Quote from jem:
db and all the emh believers who say everything you need to know is in the chart. I would like you to look at the gap in DNA on about 5-19. If I remember correctly there was news that day that looked really good for DNA's earnings causing the gap open. At what time that Day was the news in the chart. assuming the news was in the chart at 50 what new news caused it to go up to 80 in three months. Was there a change in outlook everyday. Did the investors make rational choices based on information at every price point. Why did it move. If it just moved in sympathy with the market, why did the market move. What about the stocks that went down. How do trends persist if everything is in the chart.
Everything is in the chart means there is no reason to trade we would just have stochastic pops. ( Which is why I do not like reg d, I liked having confidence knowing insiders had information and they or their friends would be acting on it).
I'm hardly an "emh believer", but what I said is not the basis of EMH. I said that the news was already in the chart. Many times it will be in the chart weeks before the news becomes known to the likes of Pabst et al. EMH, on the other hand, postulates that all market participants receive and act on all relevant information as soon as it becomes available. This, again, is not the same thing.

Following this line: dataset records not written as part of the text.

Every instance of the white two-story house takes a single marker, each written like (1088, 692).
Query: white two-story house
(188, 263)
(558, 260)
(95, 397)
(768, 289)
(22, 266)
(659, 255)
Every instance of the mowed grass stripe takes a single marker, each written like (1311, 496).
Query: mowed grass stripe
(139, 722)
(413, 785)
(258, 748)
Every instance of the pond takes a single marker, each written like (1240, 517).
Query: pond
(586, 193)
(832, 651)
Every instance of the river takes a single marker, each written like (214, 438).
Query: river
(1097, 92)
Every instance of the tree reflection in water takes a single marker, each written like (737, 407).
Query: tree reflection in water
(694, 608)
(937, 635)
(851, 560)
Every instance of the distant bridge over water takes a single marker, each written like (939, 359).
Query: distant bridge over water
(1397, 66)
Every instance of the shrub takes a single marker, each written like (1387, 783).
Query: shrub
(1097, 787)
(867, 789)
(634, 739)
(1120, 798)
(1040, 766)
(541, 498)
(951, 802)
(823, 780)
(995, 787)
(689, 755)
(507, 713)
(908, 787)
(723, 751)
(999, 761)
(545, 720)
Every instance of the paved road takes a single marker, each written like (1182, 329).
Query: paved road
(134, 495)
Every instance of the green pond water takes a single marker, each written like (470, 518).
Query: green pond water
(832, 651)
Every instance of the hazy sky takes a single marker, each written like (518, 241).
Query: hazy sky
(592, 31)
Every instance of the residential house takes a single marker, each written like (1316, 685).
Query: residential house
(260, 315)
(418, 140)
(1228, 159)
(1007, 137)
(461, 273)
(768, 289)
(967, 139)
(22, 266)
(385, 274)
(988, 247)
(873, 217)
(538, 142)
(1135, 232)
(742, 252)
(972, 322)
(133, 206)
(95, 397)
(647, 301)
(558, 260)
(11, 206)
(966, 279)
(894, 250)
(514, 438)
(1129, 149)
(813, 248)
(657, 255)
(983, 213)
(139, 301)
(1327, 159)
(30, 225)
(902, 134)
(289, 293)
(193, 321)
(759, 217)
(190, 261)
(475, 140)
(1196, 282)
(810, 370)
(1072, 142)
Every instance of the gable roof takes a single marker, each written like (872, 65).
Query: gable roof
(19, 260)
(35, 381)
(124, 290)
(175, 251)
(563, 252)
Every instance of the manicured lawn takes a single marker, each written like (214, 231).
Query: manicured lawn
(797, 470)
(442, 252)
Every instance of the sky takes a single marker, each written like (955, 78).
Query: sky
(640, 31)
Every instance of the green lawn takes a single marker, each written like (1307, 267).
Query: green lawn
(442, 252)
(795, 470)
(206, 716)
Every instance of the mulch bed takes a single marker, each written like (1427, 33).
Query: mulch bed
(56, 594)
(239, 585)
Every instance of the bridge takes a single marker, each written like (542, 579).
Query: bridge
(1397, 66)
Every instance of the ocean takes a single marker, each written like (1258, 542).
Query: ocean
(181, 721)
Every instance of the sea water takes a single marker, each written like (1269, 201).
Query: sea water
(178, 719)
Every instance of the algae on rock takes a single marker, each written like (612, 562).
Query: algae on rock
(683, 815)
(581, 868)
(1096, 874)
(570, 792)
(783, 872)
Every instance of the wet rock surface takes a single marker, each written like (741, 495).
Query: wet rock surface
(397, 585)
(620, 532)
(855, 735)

For one thing, as you probably well know, not all market participants will receive the "relevant information" at the same time. And even if they did, there's no way in hell that they would all act on it the same way.
So why do stocks or other instruments rise? Because somebody thinks that they're worth more than the asking price. Why do they go down? Because somebody thinks they're worth less. (This, incidentally, is the problem with basing trading decisions on earnings; professional money is valuating stocks not on what earnings are or have been but on what it thinks earnings are going to be.) And, of course, stocks sometimes go up and down due to anticipation of events that never take place.
Do traders make rational decisions based on information at every price point? Of course not. Nearly all of them make decisions based on doubt, anxiety, fear, greed, hope, and a variety of other non-productive emotions. Even a cursory skimming of ET posts should verify that.
How do trends persist if everything is in the chart? Because nearly everybody likes to believe that they're smarter than everybody else and know more than everybody else (this also helps to account for the adolescent fascination with "calls"). They alone know what the stock is "worth". Therefore, they tap into the seemingly inexhaustible supply of greater fools. At least until the supply is exhausted.
But I've read a lot of your posts and you know all of this, unless I've misinterpreted what I've read of yours. If that's the case, don't be shy.